ONE-SENTENCE TAKEAWAY:
Leverage YouTube and niche-focused strategies to rapidly grow profitable service businesses and invest in creative talents for long-term returns.
IDEAS:
- Google Ads for specific industries can be a lucrative niche for agencies.
- YouTube as a top funnel strategy for service businesses is highly effective.
- Scraping Google Maps for client acquisition in niche markets shows promise.
- High-ticket service categories like CrossFit gyms offer great ROI for targeted ads.
- Utilizing cold email campaigns can significantly scale customer outreach.
- Specialized marketing agencies for industries like car washes can be very profitable.
- Boring Marketing.com uses AI for SEO to outrank competition effectively.
- Influencer marketing as a service for B2B software companies is a growing trend.
- Creating content that teaches and builds trust scales software product adoption.
- Leveraging YouTube for educational content can drive significant business leads.
- Service businesses focused on local markets have untapped potential for growth.
- QuickBooks integration for niche software presents a unique software opportunity.
- TikTok SEO for local businesses taps into Gen Z's search habits effectively.
- Investing in musicians' streaming growth offers a new model for the music industry.
- Acquiring and consolidating newsletters could capitalize on undervalued assets.

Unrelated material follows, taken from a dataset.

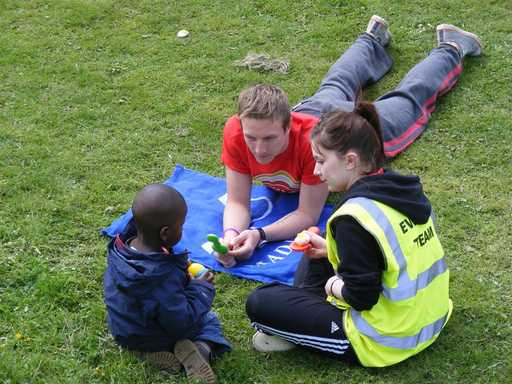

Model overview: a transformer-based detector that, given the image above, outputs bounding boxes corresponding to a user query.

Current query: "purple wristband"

[223,228,240,236]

- Leveraging media as a top-of-funnel strategy can transform customer acquisition costs.
- Building a portfolio of startups from zero to one is a unique skill set.
- Digital media creation creates leverage and recognition in competitive industries.
- Podcast growth services can significantly increase newsletter subscribers monthly.
INSIGHTS:
- Niche-focused agencies leveraging YouTube can quickly become industry leaders.
- Cold email and scraping techniques are underutilized tools for rapid business growth.
- The convergence of AI and SEO is reshaping how businesses achieve online visibility.
- Influencer marketing's evolution towards performance-based models benefits startups.
- Local SEO and social media strategies are crucial for reaching younger demographics.
- The music industry's streaming economics mirror digital product growth strategies.
- Newsletter acquisitions offer strategic opportunities for businesses with high LTV customers.
- Media creation as a foundational business strategy enhances brand and product visibility.
- The rise of service businesses around digital marketing tools reflects evolving market needs.
- Investing in creative talents like musicians with a business model can yield long-term returns.
- Leveraging YouTube for niche service businesses creates a powerful top-of-funnel strategy, attracting high-intent clients.
- Specializing in local-only marketing for affluent services can unlock lucrative, low-competition opportunities.
- Scraping and cold emailing, combined with strategic content, can rapidly scale service businesses with precision targeting.
- Creating standardized marketing stacks for specific industries allows for scalable, repeatable success in service businesses.
- Utilizing AI and automation tools can streamline operations, making one-person agencies viable and profitable.
- Influencer marketing as a service for B2B software can leverage YouTube's reach for trust-building and product education.
- Building a niche agency around Google Ads for specific sectors offers a clear path to a million-dollar business.
- QuickBooks integration development represents an untapped market with significant demand and low competition.
- TikTok SEO for local businesses taps into Gen Z's search habits, offering a fresh avenue for local business visibility.
- Investing in musicians' streaming growth presents a unique venture model with long-term revenue potential through back catalog ownership.
- Consolidating niche newsletters under a single brand could create a powerful media entity with significant influence and reach.
- Every business transitioning into a media company can leverage content to build brand recognition and open new revenue streams.